Otra vez la noche del día de la Independencia, pensó el padre Peregrine,
estremeciéndose. Se sentía como un niño en aquellos atardeceres del cuatro de julio,
cuando estallaban los cielos, rompiéndose en estrellas de polvo y ardiente sonido, y las
ventanas de las casas temblaban como el hielo de mil charcos. Las tías, los tíos y los
primos. gritaban: ¡Ah! como ante un médico celestial. El cielo de verano se llenaba de
colores. Y los globos de fuego, encendidos por algún abuelo indulgente, se alzaban en
manos firmes y tiernas. ¡Oh, el recuerdo de aquellos hermosos globos de fuego, de luz
suave, de cálidos e hinchados tejidos, como alas de insecto, que yacían como mariposas
plegadas en cajas, y que al fin, después de un día de desorden y furia, los niños
desdoblaban cuidadosamente!

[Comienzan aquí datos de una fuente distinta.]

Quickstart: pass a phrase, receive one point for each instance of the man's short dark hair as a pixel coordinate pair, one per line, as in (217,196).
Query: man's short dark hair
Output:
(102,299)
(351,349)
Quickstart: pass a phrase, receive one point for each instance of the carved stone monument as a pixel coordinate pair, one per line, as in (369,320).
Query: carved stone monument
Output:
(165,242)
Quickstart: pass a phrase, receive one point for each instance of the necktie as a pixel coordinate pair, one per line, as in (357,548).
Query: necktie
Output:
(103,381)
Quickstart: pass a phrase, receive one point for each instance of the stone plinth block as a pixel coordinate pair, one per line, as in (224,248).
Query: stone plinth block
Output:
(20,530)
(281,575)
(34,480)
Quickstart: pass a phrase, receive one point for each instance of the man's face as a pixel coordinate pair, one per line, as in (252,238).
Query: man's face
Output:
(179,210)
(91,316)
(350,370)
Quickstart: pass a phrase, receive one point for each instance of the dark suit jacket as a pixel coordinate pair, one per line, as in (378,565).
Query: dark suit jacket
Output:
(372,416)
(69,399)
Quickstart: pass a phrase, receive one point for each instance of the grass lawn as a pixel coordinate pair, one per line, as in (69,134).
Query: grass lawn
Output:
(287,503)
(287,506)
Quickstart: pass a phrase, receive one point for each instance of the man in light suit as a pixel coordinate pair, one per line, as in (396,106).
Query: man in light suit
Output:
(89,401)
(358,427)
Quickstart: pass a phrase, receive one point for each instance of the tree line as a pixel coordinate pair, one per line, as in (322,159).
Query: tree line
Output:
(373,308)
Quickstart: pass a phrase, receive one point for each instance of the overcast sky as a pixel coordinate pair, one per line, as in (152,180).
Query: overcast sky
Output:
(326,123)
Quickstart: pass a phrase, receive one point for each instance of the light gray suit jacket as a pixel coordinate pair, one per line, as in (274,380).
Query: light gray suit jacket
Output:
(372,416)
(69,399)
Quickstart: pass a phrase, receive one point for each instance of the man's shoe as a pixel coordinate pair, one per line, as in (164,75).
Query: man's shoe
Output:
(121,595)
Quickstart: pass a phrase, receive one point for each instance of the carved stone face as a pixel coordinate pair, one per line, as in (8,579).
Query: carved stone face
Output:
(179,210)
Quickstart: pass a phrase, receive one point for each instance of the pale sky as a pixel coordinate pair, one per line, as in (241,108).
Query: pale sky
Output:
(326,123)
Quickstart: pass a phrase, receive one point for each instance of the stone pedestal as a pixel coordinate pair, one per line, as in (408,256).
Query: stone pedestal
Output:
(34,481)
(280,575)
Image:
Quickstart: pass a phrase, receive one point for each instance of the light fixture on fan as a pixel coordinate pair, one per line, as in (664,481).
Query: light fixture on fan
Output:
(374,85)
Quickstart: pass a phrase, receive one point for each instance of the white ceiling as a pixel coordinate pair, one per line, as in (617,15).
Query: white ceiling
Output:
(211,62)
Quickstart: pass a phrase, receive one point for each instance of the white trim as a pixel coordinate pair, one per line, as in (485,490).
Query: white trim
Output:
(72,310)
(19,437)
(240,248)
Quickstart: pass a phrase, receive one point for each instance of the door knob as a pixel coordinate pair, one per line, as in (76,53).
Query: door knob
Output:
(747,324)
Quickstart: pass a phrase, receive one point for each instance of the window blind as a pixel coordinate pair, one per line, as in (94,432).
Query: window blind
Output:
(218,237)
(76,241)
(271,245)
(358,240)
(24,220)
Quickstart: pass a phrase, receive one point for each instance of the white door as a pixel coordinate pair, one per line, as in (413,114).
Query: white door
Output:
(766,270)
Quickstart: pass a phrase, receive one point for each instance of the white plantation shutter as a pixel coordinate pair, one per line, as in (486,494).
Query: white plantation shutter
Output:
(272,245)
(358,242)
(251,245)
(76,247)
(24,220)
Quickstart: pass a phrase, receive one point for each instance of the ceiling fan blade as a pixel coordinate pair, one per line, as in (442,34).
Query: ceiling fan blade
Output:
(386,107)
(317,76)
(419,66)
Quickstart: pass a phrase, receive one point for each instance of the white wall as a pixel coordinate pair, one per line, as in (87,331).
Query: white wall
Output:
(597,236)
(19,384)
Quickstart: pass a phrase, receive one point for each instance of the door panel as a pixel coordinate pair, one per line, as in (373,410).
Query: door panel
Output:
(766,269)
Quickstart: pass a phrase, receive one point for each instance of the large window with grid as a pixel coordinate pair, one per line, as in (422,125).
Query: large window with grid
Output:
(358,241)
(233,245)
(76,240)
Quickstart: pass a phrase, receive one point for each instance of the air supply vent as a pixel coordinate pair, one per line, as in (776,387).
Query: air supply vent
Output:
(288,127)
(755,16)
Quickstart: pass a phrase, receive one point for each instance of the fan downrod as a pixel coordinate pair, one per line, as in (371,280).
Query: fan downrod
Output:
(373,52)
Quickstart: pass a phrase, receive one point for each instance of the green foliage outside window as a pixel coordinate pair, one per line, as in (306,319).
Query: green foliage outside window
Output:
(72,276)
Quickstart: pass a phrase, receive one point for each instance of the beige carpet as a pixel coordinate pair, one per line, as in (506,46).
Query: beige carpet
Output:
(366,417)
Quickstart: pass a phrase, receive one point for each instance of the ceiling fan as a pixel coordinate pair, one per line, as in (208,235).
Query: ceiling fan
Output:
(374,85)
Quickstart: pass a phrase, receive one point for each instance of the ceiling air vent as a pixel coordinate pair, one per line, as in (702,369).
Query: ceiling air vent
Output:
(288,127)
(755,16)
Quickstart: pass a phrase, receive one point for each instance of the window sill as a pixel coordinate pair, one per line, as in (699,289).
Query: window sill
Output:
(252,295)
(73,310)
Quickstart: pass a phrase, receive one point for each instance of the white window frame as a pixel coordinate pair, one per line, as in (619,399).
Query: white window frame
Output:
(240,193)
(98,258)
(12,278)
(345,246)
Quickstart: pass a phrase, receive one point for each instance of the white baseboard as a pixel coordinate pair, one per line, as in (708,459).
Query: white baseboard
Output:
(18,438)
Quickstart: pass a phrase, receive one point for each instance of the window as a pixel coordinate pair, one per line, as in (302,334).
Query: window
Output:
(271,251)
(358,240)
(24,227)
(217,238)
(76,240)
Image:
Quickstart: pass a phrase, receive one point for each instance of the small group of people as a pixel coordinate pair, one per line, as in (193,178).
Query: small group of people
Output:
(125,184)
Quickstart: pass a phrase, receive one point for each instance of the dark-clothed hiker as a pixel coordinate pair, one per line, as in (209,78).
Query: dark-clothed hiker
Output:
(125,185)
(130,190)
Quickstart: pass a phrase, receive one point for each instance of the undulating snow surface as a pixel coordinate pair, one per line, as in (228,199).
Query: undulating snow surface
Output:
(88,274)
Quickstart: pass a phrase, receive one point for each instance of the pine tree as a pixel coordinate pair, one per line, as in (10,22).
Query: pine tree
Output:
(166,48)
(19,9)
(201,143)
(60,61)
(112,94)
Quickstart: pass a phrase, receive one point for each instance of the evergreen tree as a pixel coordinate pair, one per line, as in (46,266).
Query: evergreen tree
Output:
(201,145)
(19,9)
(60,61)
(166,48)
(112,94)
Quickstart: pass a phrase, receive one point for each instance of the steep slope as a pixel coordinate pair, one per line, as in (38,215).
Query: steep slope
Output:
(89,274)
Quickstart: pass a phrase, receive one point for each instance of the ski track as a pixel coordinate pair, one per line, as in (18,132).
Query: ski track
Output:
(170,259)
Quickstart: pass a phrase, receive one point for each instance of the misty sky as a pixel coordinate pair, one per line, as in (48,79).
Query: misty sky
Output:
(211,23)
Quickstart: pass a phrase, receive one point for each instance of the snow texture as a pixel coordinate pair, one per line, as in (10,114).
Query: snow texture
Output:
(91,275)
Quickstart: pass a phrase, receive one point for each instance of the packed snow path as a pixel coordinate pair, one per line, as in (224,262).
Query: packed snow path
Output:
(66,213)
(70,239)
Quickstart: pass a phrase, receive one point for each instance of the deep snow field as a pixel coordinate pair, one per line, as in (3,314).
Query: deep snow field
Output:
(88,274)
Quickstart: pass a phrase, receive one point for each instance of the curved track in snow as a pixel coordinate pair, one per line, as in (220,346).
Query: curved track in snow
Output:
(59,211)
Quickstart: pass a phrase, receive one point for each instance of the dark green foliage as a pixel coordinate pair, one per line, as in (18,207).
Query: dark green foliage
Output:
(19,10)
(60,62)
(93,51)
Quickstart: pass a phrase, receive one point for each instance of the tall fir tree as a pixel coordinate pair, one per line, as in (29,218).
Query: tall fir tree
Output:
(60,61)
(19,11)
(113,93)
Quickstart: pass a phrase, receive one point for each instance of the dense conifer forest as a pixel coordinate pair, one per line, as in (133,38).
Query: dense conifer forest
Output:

Azules, rojos, blancos, patrióticos, ¡los globos de fuego! El
padre Peregrine vio otra vez los rostros de los familiares queridos, muertos hacía ya
mucho tiempo, y ya cubiertos de musgo, mientras el abuelo encendía las velitas,
permitiendo que el aire caliente subiera a llenar los globos luminosos que los niños
sostenían entre las manos, como una brillante visión que no se atrevían a liberar; pues ya
sueltos los globos, otro año se iba de la vida, otro cuatro de julio, otro fragmento de
belleza se perdía para siempre. Y hacia arriba, hacia arriba, todavía más arriba, hacia las
cálidas constelaciones del verano, subían los globos de fuego, mientras los ojos castaños
y azules los seguían desde los porches familiares. Allá, en el territorio de Illinois, sobre
ríos nocturnos y casas dormidas, los globos de fuego se elevaban cabeceando y
alejándose para siempre...
El padre Peregrine sintió que los ojos se le llenaban de lágrimas. Sobre él oscilaban los
marcianos, como mil susurrantes globos de fuego. En cualquier momento su bondadoso
abuelo, muerto hacía ya tanto tiempo, aparecería a su lado, con los ojos clavados en la
belleza.
Pero era el padre Stone.
-¡Vámonos, por favor, padre!
-Tengo que hablarles.
El padre Peregrine se adelantó sin saber qué decir. ¿Qué les había dicho,
mentalmente, a los globos de fuego del pasado? Sois hermosos, sois hermosos. Nada
más, y eso ahora no parecía bastante. El padre Peregrine sólo atinó a levantar los
gruesos brazos y a gritarles como había deseado hacerlo en otro tiempo ante otros
globos:
-¡Hola!
Pero las esferas luminosas siguieron ardiendo como imágenes en un espejo oscuro.
Parecían inmóviles, gaseosas, milagrosas, eternas.